A typical introductory task in machine learning (the “Hello World” equivalent) is one that uses a dataset to predict whether a customer will enroll for a term deposit at a bank, after one or more phone calls. For more information about the task and the dataset used, see Bank Marketing Data Set.
Direct marketing, through mail, email, phone, etc., is a common tactic to acquire customers. Because resources and a customer's attention are limited, the goal is to only target the subset of prospects who are likely to engage with a specific offer. Predicting those potential customers based on readily available information like demographics, past interactions, and environmental factors is a common machine learning problem. You can imagine that this task would readily translate to marketing lead prioritization in your own organization.

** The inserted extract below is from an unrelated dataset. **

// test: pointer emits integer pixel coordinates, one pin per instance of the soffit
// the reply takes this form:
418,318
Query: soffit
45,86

This example demonstrates how you can use Autopilot on this dataset to get the most accurate ML pipeline through exploring a number of potential options, or “candidates”. Each candidate generated by Autopilot consists of two steps. The first step performs automated feature engineering on the dataset and the second step trains and tunes an algorithm to produce a model. When you deploy this model, it follows similar steps. Feature engineering followed by inference, to decide whether the lead is worth pursuing or not. The notebook contains instructions on how to train the model as well as to deploy the model to perform batch predictions on a set of leads. Where it is possible, use the Amazon SageMaker Python SDK, a high level SDK, to simplify the way you interact with Amazon SageMaker. Let's explore two ways to run this example:
Clicking “Create Experiment” in the previous step will open the following tab
Track the progress of your experiment using the progress bar shown below. In this case, SageMaker Autopilot is done with “Analyzing data” and the “Feature Engineering” steps and is currently running “Model tuning”
The trials tab helps you keep track of training jobs that are completed, in progress and the training job that is the best so far:
To get more details about a particular trial, you can right click on any trial and click “Open in Trial details”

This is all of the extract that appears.